Dünya genelinde yaşanan kurak hava hububat fiyatlarını yukarı çekerken, 2008 yılında yaşanan hububat ve yem krizinin yeniden baş göstermesinden korkulmaktadır.
ABD’deki kuraklıktan Rusya’daki sıcak yaz ve Brezilya’daki yoğun yağışlara kadar dünya genelinde yaşanan kötü hava koşulları, küresel gıda zincirini daraltmakta ve dünya genelinde fiyatların yukarı çıkmasına neden olmaktadır.
Yılbaşından bu yana mısırın fiyatı yaklaşık % 26, soyanın % 41, buğdayın ise % 40 oranında yükselmiştir. Hayvan yemi olarak kullanılan soya küspesi ise % 74 oranında artış göstermiştir.
Son günlerde saman fiyatlarıyla ilgili gelişmeler hayvancılığımızın içinde bulunduğu durumu bir kez daha gözler önüne sermektedir.
Geçen yıl hasat döneminde kilosu 12 kuruş olan saman, bu yıl 60 kuruşlara dayanmıştır. Samanın yurtdışından ithalatının başlanacağı haberleri ise, saman fiyatlarını 50 kuruşa indirmiştir.
Bu durum üreticiyi zor durumda bırakmakta ve üretici ileriye dönük herhangi bir plan yapamamaktadır. Piyasadan yapılan gözlemlere göre, saman fiyatlarının kışa doğru daha fazla
artacağı tahmin edilmektedir. Haziran 2012’de kararlaştırılan ve 1 Temmuz 2012’den 30 Eylül 2012’ye kadar, çiğ süt alımı 80 kuruş üzerinden yapılmaktaydı. Bu fiyat 1 Ekim 2012’den 31 Mart 2013’e kadar 90 kuruşa çıkarıldı. Dolayısıyla, hiçbir besleyici değeri olmayan saman ile süt fiyatının neredeyse aynı olması üreticiyi kara kara düşündürmektedir.
Yıllarca para etmediği için tarlada çürümeye terk edilen saman, bugün altın değerinde bir ürün oldu. Samanın 25 kiloluk balyası geçen yıla kadar 2-3 liradan satılırken bugünlerde 10 liranın üzerinde, hatta bölgelere göre 13-14 liraya alıcı bulmaktadır.
Yem fiyatları da hayvancılığı tehdit etmektedir. Geçtiğimiz yılın ortalarından sonra artmaya başlayan ot, yonca ve saman fiyatları ülkemizde hayvancılık yapan çiftçi ve müteşebbisleri zor durumda bırakmıştır.

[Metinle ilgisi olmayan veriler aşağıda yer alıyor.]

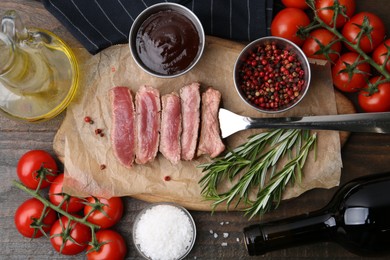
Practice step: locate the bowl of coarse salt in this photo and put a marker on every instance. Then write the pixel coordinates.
(164, 231)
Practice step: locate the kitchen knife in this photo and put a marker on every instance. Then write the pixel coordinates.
(231, 123)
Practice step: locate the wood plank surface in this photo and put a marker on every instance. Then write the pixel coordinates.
(363, 154)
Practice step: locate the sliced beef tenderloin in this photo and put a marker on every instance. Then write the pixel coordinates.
(123, 125)
(171, 127)
(148, 107)
(210, 141)
(190, 111)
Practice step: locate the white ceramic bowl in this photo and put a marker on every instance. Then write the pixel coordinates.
(175, 206)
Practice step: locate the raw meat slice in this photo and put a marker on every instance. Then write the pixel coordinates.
(210, 141)
(123, 125)
(190, 105)
(148, 106)
(171, 127)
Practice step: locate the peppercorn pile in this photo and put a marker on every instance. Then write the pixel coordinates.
(271, 77)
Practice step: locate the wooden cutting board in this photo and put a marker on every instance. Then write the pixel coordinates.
(344, 106)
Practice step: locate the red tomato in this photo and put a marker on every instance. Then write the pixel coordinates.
(326, 13)
(56, 196)
(353, 27)
(114, 246)
(27, 215)
(379, 54)
(108, 214)
(378, 101)
(287, 22)
(79, 233)
(322, 37)
(356, 79)
(31, 167)
(301, 4)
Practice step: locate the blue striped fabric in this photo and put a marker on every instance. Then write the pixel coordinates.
(98, 24)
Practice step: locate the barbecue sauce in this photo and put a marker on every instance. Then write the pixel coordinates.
(168, 42)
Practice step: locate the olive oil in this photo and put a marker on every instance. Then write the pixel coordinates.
(41, 80)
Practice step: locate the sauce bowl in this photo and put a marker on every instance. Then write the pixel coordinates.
(166, 40)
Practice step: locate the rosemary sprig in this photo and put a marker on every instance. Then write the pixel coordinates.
(251, 167)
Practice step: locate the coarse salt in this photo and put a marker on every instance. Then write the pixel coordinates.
(164, 232)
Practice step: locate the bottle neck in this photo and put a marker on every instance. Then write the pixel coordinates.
(262, 238)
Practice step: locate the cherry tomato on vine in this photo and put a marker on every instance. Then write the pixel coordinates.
(107, 214)
(80, 236)
(32, 165)
(287, 22)
(318, 38)
(114, 246)
(325, 12)
(374, 25)
(28, 214)
(56, 196)
(353, 80)
(301, 4)
(378, 101)
(379, 54)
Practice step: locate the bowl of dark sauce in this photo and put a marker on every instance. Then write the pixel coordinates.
(166, 40)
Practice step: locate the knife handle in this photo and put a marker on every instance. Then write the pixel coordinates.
(361, 122)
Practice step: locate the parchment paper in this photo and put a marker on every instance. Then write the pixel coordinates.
(85, 152)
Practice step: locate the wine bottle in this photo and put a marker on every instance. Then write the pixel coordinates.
(357, 218)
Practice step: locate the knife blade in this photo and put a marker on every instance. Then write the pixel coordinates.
(231, 123)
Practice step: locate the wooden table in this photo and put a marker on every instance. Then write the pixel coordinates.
(363, 154)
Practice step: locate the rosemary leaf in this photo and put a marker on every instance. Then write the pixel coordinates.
(251, 169)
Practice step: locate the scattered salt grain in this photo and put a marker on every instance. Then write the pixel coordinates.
(164, 232)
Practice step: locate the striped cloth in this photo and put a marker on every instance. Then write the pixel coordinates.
(98, 24)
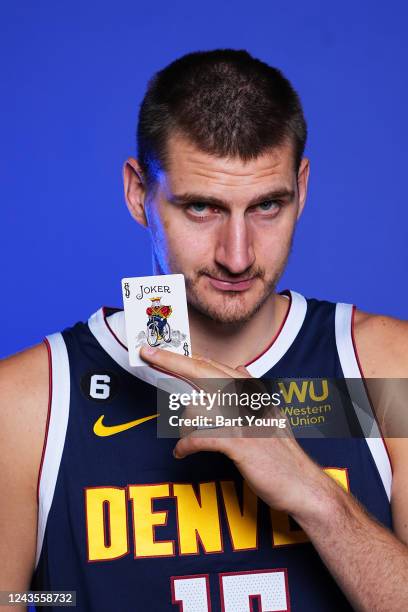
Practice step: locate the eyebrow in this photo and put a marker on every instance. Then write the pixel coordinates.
(190, 198)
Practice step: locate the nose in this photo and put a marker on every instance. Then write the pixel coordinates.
(234, 250)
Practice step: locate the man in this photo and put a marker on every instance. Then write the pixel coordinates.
(224, 523)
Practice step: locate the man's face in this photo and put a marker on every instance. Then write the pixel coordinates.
(227, 225)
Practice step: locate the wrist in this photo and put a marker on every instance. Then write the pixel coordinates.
(322, 501)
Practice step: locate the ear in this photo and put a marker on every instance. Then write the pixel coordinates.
(135, 190)
(303, 179)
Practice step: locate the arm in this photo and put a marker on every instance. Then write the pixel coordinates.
(23, 414)
(369, 562)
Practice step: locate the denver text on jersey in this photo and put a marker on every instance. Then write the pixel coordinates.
(132, 521)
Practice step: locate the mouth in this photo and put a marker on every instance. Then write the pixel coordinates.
(222, 285)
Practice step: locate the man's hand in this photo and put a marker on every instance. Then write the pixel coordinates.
(275, 466)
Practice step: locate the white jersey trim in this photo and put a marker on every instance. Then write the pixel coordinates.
(111, 335)
(55, 435)
(285, 338)
(112, 341)
(363, 410)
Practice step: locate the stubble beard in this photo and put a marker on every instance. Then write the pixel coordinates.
(230, 308)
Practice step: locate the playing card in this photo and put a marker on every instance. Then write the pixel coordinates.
(156, 314)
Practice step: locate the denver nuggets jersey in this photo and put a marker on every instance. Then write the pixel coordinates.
(130, 528)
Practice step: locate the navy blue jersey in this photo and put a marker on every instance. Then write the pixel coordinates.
(130, 528)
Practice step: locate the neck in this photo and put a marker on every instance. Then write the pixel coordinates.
(239, 344)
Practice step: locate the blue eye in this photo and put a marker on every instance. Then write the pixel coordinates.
(198, 207)
(268, 205)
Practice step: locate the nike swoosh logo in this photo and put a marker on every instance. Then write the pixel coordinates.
(110, 430)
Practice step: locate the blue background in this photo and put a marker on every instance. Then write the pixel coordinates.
(74, 75)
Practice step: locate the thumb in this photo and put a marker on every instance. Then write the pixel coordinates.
(243, 370)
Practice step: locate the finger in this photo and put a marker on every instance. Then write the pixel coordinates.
(187, 367)
(202, 440)
(243, 370)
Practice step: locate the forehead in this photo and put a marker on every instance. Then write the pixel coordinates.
(193, 170)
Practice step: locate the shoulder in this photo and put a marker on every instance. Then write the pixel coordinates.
(24, 383)
(382, 349)
(24, 392)
(381, 344)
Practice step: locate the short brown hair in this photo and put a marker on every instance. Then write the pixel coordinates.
(226, 102)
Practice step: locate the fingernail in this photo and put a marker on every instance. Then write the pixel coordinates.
(175, 455)
(148, 350)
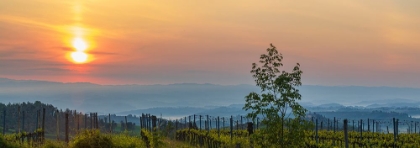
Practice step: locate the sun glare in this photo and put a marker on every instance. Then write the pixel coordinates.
(79, 44)
(79, 57)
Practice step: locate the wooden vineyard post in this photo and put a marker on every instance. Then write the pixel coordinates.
(37, 120)
(86, 121)
(257, 122)
(4, 121)
(218, 126)
(195, 125)
(23, 121)
(241, 124)
(58, 125)
(200, 122)
(18, 125)
(185, 122)
(43, 125)
(78, 122)
(231, 128)
(223, 121)
(361, 129)
(110, 123)
(395, 131)
(207, 125)
(316, 131)
(210, 123)
(91, 120)
(125, 126)
(373, 125)
(176, 124)
(67, 127)
(154, 119)
(346, 138)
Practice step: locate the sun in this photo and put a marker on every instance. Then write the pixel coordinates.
(79, 44)
(79, 57)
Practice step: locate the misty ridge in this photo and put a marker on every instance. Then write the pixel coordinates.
(189, 98)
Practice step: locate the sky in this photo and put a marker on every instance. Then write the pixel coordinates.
(337, 43)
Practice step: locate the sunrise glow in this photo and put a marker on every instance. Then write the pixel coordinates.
(79, 57)
(79, 44)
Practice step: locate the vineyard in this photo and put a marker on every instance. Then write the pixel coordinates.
(72, 129)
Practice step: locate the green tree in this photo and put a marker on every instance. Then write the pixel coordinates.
(277, 101)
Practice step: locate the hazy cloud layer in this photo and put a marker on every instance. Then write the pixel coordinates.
(350, 42)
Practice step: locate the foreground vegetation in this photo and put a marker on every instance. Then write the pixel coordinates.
(326, 139)
(96, 139)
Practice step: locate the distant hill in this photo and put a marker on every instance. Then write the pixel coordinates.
(119, 98)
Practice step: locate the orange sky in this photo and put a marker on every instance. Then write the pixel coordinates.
(346, 42)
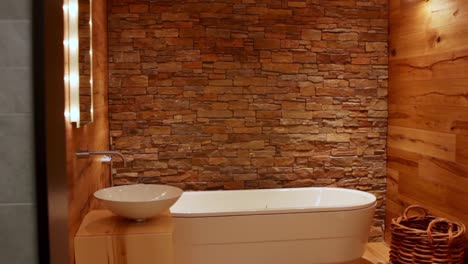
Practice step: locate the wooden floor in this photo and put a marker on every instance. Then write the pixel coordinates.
(376, 253)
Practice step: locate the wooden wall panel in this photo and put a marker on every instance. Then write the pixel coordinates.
(85, 176)
(428, 108)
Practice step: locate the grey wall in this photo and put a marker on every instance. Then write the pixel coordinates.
(17, 206)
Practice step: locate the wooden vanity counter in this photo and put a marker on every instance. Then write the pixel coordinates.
(104, 238)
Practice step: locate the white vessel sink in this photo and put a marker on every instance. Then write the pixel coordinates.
(139, 201)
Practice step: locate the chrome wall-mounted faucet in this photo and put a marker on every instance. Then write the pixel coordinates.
(102, 153)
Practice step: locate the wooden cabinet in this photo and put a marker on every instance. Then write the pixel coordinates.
(104, 238)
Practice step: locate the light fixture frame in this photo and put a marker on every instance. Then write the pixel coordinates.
(72, 60)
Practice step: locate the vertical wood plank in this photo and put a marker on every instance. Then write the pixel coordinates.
(428, 113)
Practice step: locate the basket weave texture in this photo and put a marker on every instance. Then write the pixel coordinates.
(423, 238)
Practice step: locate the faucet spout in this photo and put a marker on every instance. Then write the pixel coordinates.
(102, 153)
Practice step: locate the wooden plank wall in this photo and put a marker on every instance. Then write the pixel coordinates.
(85, 176)
(428, 108)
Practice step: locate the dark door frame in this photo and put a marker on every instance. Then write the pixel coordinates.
(49, 125)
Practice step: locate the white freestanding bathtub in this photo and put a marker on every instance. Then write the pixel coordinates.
(276, 226)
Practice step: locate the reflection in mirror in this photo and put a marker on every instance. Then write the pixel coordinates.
(85, 61)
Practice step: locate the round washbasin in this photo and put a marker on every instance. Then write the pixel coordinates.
(139, 201)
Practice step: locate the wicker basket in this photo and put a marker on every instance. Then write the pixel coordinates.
(423, 238)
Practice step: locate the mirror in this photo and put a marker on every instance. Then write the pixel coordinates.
(85, 61)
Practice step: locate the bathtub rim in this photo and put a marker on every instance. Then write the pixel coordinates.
(273, 211)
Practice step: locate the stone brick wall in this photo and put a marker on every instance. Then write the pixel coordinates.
(237, 94)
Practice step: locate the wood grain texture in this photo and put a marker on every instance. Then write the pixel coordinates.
(85, 176)
(428, 108)
(376, 253)
(106, 238)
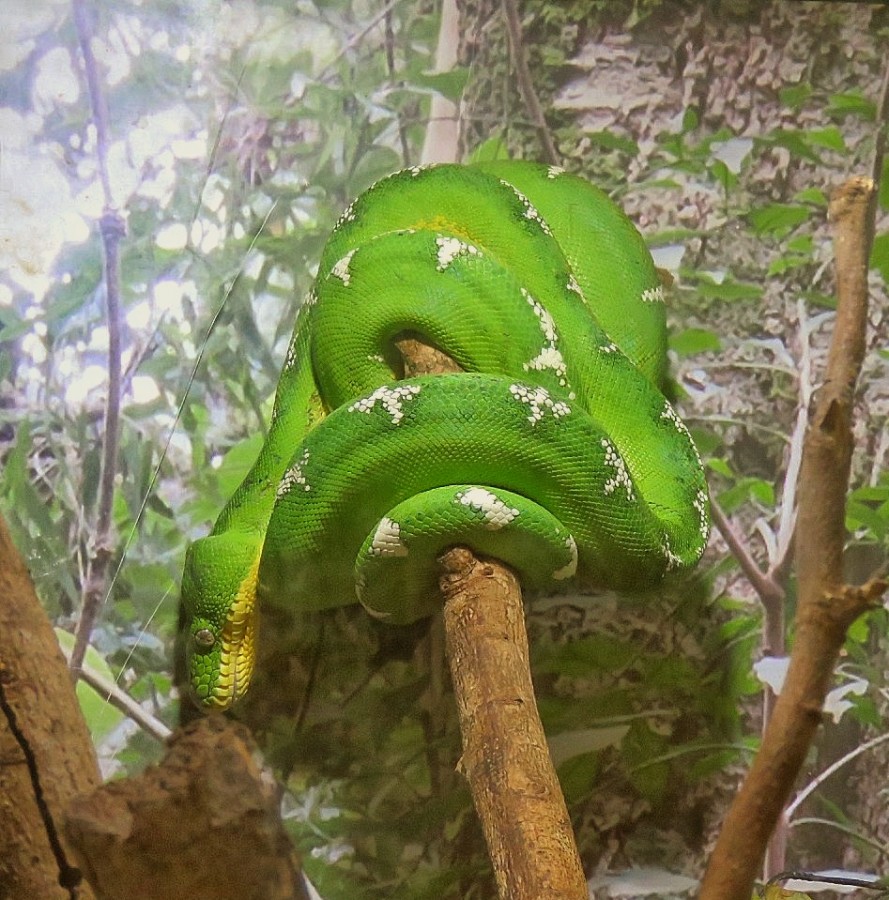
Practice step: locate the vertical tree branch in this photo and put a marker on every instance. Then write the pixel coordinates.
(112, 229)
(505, 755)
(442, 132)
(826, 606)
(526, 82)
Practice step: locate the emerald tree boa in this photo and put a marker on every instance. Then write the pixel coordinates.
(555, 451)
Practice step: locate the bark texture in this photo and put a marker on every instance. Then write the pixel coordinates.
(827, 607)
(505, 755)
(203, 824)
(46, 755)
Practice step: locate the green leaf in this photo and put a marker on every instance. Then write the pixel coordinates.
(815, 196)
(852, 103)
(860, 514)
(695, 340)
(796, 142)
(100, 715)
(721, 467)
(884, 185)
(237, 462)
(831, 138)
(778, 218)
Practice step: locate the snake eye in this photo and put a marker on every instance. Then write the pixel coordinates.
(204, 639)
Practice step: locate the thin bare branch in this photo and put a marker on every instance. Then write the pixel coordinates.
(526, 82)
(826, 606)
(112, 229)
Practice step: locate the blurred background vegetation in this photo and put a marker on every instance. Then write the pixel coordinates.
(238, 133)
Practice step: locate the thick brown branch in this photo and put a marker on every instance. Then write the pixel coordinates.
(826, 607)
(46, 755)
(505, 756)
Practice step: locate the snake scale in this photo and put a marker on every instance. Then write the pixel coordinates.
(554, 451)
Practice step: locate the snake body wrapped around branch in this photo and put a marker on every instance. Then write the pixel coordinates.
(555, 451)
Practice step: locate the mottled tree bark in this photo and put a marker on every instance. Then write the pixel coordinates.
(203, 824)
(46, 755)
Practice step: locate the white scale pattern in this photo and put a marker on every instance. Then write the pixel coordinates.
(294, 476)
(550, 357)
(391, 399)
(653, 295)
(341, 268)
(570, 568)
(669, 414)
(621, 477)
(450, 248)
(530, 210)
(495, 511)
(539, 402)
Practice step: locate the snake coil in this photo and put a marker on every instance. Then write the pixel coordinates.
(554, 450)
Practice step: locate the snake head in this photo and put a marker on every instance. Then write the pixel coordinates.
(219, 599)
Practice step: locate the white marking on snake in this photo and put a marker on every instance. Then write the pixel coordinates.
(549, 358)
(673, 561)
(653, 295)
(539, 402)
(700, 504)
(449, 249)
(387, 539)
(348, 215)
(530, 210)
(621, 478)
(547, 326)
(341, 268)
(570, 568)
(390, 398)
(574, 287)
(495, 511)
(290, 359)
(294, 476)
(669, 414)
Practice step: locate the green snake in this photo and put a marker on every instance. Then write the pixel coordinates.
(554, 450)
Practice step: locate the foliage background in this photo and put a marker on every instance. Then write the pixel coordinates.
(240, 131)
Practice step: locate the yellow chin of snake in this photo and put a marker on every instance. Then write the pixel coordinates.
(238, 640)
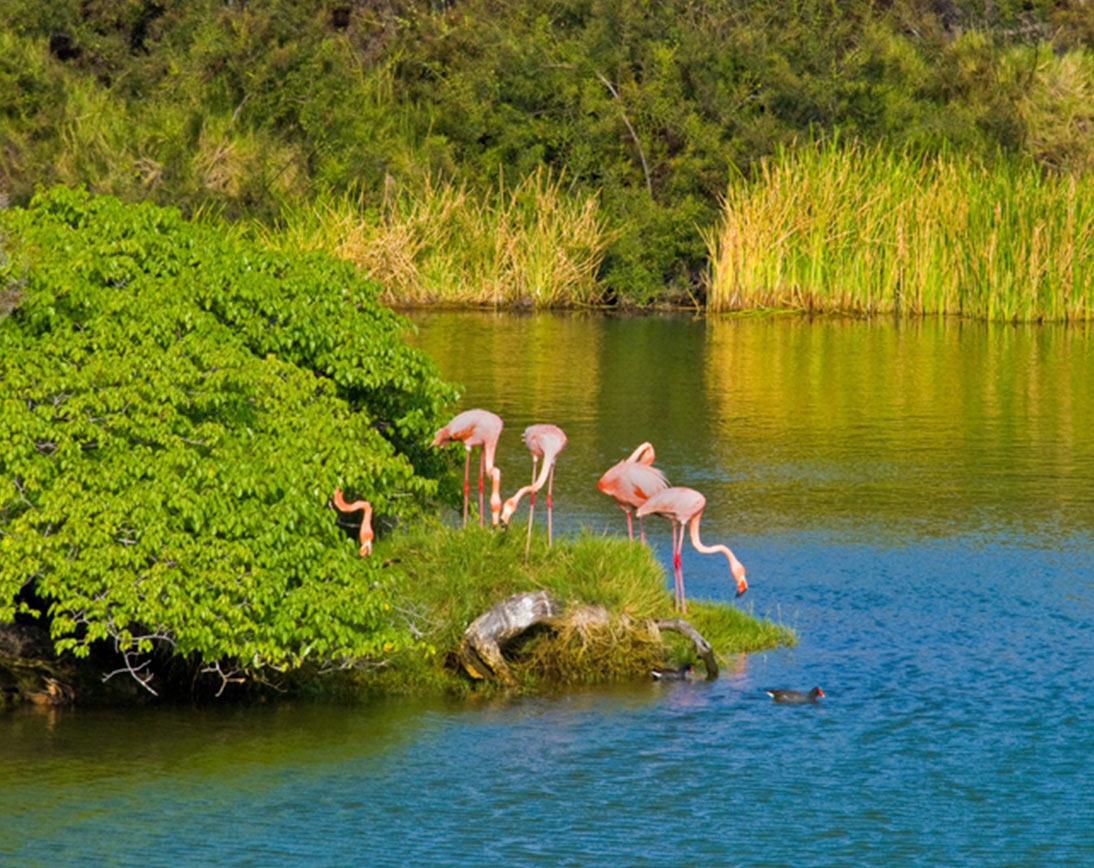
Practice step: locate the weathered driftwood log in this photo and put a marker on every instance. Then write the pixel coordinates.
(480, 649)
(701, 646)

Geçtiğimiz yıllarda hayvancılık ülkemiz için çok önem taşıyan bir geçim kaynağıyken, son birkaç yıldır kadar hayvancılık yok olma durumuna kadar gelmiştir. Ülke içerisinde faaliyet gösteren pek çok üretici çiftlikleri kapanmış veya kapanma durumuna gelmiştir.
Hayvancılık sektörünün temsilcileri hayvan sayısındaki artışla aynı oranda yem üretiminin ve yem bitkilerine verilen desteklerin artırılmaması, hayvancılığı bilmeden sektöre girenlerin bilinçsizce yem talebini artırmaları ve piyasadan kaba yemi alarak stoklayan spekülatörlerin fiyat artışında etkili olduğu söylenebilir.
Hükümetin 2010’dan bu yana verdiği sıfır faizli hayvancılık kredileri ile binlerce yeni hayvancılık işletmesi kurulmuştur. Kurulan işletmelere yüz binlerce hayvan ithal edilmektedir. Gıda Tarım ve Hayvancılık Bakanlığı verilerine göre 31 Aralık 2011 tarihi itibariyle 101 bin girişimci hayvancılığa verilen 5,6 milyar liralık düşük faizli krediyi kullanmıştır.
Ayrıca, 2002 yılında 50 baş üzeri hayvancılık işletmesi 4 bin 300 iken bugün 24 bin işletmede 50 baş üzeri hayvan bulunmaktadır. Yatırımlar ve buna bağlı olarak hayvan varlığı artarken bu hayvanlara yedirilecek kaba yem üretiminde artış olmamıştır. Zaten arz açığı olan kaba yemdeki açık daha da büyümüştür. Bunun da fiyatların yükselmesindeki en önemli etkenlerden biri olduğu söylenebilir.